Seven Deadly Sins of Grant-Writing: the sins of Commission

By Pieter Brueghel (http://gnozis.info/?q=node/2792) [Public domain], via Wikimedia Commons

The_Seven_Deadly_Sins_-_Pieter_Brueghel

The first rule of writing is that you must think about the effect you want to have on your intended reader.  From this perspective,  a research grant is one of the easiest writing tasks imaginable: the effect you want to have is very simple and the readership is well-defined. This makes it very easy to work out that there are some things you should never ever do. Almost all grant-writers do them. These are the deadly sins of grant-writing.

To help you understand how bad these sins are, I will describe the effect you want to have and the readership before I list the sins.

The effect you want to have and the readership.

Obviously the effect you want to have is to get funded. For this to happen, your  main readership, the grants committee, must understand your aims and believe that they are important and that your project will fulfill them. Then they must rank your application high enough to fund it. Typically the committee will read your application in parallel with about 80 others and to get funded you need them to rank it the top  15 or so.

Few if any of the committee will be familiar with your research area. Mostly they will be struggling to understand what you are going to do and why it might be important to do it. They won’t spend long reading your application. A couple of them may spend as much as an hour on it because they will be tasked with explaining your application to the rest of the committee. Most of the others will probably just read the summary and ‘speed read’ (glance through) the case for support during the discussion. At the end of the discussion they will all vote on your score.

Your application will also be read by referees, who tend to be more knowledgeable about your research area and who will probably spend a couple of hours on it but they will not contribute directly to the decision. They will read your application in detail and write an evaluation of its strengths and weaknesses for the committee to consider. They probably will not read any of the applications you are competing against.
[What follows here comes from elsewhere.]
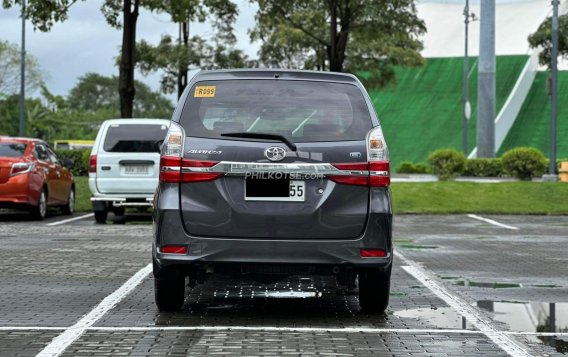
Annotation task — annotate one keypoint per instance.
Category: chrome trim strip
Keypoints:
(230, 168)
(379, 173)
Anything that makes it hard for a committee member to pick up a clear understanding of the rationale of your research project, what it will discover and why that is important,  is a sin. So is anything that makes it hard for a referee to get a clear picture of the detailed reasoning in your argument and the detailed description of your intended research activities. Referees and committee both work under time pressure, so anything that slows them down is also a sin.

It may be helpful to distinguish sins of commission, things that you do deliberately, from sins of omission, things that you do because you just can’t help it. All seven sins make a long post, so  I’ll  leave the sins of omission to next week.

Sins of commission

  1. Elegant variation, using synonyms to avoid repeating yourself, is my top sin. It’s not the worst, but  it is the easiest to avoid. I have heard many reasons why you should say things in different ways when you repeat them. None of them applies to grant-writing.  Elegant variation is bad for two reasons.
    • First, it cuts down on repetition. Repetition is good in a grant application because it helps the reader to remember what you are writing about long enough to join in the discussion. It also helps them become familiar enough with  your technical terms to feel comfortable using them.
    • Second, synonyms are dangerous because members of the committee may not realise that they are synonyms. They will get hopelessly confused.
      People justify elegant variation in a variety of ways. Most of them are wrong and none of them applies to a grant application. Trust me.
  2. Aggressive space-saving is bad in all its forms, shrinking margins, shrinking font size, removing white space between paragraphs, and coining new abbreviations. They all make the reader’s real problem, reading and understanding your text, harder. And the reader will not love you for that. It is better to cut text than to cram it in and make it unreadable. Removing white space and coining abbreviations are particularly bad.
    • Removing white space makes speed-readers (most of the committee) lose the plot. Completely. Normally a speed reader will read the first line of every paragraph: their eyes automatically land on the edges of the white space at the top of the paragraph.  That means that the speed reader understands your proposal and thinks it is very clear because they pick up all the essential messages – you do start every paragraph with the topic sentence don’t you? Without the white space the speed-reader’s eye movements will go all over the place and they will pick up four or five random phrases from each page.
    • Coining abbreviations can’t do any harm can it? Surely it’s ok if you spell out each abbreviation the first time you use it? Well, no. I mean NO. Imagine reading 80 grant applications, all of them with half a dozen sets of abbreviations. Then imagine trying to re-read the difficult parts to try and understand them. What happens with the abbreviation when you start reading half-way through the grant? I can tell you: searching backwards through the text for the point where the abbreviation is spelled out makes a reader grouchy. Grouchy readers give grants low scores. So my advice is that if you have  to spell out an abbreviation you can’t use it.
  3. Over use of the passive voice – or of any convention that breaks up the natural flow just makes it hard to decipher your meaning. Of course sometimes your meaning is made clearer by using the passive. If you would like some helpful ideas about how and when to use the passive have a look at  this excellent post, which gives very clear advice on when it’s bad and when it’s good, including a brilliant sentence made shorter and sharper by using the passive voice 5 times.